Update and republish

To publish a new version:
  1. Bump the version field in facet.json.
  2. Rebuild: facet build.
  3. Republish: facet publish.
If you forget to rebuild after bumping the version, publish detects the identity drift and offers to build for you (in an interactive terminal).

Making a published facet private (or public)

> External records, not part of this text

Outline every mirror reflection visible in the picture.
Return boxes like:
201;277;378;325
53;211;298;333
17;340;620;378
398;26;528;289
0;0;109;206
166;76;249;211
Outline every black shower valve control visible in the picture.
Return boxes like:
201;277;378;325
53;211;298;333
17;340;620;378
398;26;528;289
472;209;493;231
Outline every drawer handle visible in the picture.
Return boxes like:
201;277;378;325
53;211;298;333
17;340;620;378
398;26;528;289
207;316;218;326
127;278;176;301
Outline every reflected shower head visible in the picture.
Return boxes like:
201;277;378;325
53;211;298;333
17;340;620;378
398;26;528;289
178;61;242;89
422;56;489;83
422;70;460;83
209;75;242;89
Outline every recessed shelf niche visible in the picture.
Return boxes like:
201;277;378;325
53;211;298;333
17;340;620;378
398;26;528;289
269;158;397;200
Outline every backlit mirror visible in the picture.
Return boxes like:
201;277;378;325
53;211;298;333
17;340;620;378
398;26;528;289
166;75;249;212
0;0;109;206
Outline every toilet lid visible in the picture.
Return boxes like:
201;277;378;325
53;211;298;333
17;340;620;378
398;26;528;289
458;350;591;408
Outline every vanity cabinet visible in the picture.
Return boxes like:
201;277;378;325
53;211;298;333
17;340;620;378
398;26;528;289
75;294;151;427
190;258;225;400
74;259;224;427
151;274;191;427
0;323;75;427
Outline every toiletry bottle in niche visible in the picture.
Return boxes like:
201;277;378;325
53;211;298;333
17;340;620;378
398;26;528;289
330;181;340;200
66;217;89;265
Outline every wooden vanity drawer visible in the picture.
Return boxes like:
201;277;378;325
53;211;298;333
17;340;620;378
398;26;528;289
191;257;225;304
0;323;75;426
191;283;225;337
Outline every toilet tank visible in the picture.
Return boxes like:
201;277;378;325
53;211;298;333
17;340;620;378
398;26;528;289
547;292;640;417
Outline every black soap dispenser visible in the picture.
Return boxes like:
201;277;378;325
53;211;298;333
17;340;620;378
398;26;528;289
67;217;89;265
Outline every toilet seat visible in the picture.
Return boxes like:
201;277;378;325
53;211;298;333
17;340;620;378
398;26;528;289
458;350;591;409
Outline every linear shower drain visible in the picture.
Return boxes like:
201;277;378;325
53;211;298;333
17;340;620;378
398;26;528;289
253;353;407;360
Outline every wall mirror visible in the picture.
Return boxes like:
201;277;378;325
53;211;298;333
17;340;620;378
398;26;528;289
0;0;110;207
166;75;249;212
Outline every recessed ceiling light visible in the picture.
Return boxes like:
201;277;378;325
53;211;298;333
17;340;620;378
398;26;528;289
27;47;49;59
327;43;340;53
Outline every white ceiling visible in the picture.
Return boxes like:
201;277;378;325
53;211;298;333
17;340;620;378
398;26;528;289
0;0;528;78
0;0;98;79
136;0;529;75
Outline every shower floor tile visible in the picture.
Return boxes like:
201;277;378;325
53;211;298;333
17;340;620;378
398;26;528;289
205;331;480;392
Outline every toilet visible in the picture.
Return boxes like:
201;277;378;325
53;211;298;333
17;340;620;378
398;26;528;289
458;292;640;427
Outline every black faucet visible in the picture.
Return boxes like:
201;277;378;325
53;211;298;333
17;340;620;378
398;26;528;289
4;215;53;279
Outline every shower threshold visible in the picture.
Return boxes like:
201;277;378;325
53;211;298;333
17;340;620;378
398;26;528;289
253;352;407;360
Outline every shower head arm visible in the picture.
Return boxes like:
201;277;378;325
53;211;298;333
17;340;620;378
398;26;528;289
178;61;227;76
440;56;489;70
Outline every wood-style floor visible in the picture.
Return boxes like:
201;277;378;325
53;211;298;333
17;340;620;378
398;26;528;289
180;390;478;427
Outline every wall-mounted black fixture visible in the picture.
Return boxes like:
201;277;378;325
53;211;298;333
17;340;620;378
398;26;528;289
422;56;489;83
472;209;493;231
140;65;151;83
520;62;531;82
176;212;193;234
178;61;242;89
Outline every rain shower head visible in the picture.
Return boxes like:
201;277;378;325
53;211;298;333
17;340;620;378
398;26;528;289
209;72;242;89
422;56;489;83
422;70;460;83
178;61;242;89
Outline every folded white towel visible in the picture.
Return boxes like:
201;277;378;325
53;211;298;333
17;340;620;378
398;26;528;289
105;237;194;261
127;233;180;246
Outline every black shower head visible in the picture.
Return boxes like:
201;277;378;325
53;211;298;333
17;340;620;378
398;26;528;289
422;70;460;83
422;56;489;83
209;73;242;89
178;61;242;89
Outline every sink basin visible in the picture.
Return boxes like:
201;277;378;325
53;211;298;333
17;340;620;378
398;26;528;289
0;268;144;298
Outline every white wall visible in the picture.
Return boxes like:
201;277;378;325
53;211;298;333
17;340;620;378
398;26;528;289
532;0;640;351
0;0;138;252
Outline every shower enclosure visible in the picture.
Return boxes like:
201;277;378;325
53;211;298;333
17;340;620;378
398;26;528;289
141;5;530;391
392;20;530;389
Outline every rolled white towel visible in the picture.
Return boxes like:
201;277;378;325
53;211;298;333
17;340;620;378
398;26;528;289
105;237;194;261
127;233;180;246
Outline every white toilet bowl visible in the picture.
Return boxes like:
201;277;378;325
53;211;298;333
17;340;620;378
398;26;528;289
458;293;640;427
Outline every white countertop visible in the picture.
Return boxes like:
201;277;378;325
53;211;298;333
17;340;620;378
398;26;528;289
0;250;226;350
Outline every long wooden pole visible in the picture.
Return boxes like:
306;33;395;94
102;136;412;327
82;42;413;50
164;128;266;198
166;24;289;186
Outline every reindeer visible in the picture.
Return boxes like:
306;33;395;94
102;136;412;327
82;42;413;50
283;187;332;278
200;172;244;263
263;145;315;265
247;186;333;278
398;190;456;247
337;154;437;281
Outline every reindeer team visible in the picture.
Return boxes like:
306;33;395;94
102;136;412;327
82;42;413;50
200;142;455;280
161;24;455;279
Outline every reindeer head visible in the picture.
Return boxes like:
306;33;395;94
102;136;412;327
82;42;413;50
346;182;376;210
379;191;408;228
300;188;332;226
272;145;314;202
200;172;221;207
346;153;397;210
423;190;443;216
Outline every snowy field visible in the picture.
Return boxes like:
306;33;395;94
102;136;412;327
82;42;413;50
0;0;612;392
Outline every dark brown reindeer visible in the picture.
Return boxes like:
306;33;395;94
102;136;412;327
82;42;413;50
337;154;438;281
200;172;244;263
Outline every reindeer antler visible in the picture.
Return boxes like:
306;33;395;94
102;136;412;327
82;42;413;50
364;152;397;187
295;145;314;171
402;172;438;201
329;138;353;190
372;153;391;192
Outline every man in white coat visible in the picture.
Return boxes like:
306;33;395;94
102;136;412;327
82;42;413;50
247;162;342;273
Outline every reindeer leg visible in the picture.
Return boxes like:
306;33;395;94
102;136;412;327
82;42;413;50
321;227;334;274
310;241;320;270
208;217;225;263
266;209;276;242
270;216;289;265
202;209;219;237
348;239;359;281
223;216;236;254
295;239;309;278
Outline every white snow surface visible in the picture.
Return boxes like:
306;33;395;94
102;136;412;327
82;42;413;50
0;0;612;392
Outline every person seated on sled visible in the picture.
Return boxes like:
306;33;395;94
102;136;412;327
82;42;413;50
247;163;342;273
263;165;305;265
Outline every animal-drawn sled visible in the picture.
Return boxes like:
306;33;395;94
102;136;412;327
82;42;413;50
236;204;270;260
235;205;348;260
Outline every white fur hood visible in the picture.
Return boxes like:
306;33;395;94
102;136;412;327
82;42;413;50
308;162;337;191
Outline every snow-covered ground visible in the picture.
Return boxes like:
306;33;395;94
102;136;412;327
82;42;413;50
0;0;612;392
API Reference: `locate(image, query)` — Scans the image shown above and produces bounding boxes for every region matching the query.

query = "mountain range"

The private flag is manifest content, so changing it is a content change like any other. A version that is already published is immutable: you cannot flip private on an existing (name, version). To change visibility, set the privacy intent, bump the version, rebuild, and republish: 
facet edit    # toggle Privacy between Public and Private (no hand-editing JSON)
# edit facet.json: bump "version"
facet build
facet publish
Use facet edit to change visibility interactively — it shows the current privacy intent and writes the manifest for you. (You can still hand-edit facet.json if you prefer.) Omitting private (or setting it to false) keeps the facet public; true declares private publish intent. Registry-side enforcement of who can see or download a private facet is handled by the registry, not the CLI.

Sign out

facet logout
facet logout deletes the ~/.facet/credentials file. No server call is made. Token revocation is done in the web UI.
If FACET_TOKEN is set in your environment, it continues to authenticate every command after logout. Run unset FACET_TOKEN to fully sign out of the current shell.

Environment variables

VariableDescription
FACET_TOKENRegistry personal access token. Takes precedence over the credentials file. Use this for CI pipelines.
FACET_REGISTRY_URLOverride the registry base URL. Defaults to the production registry.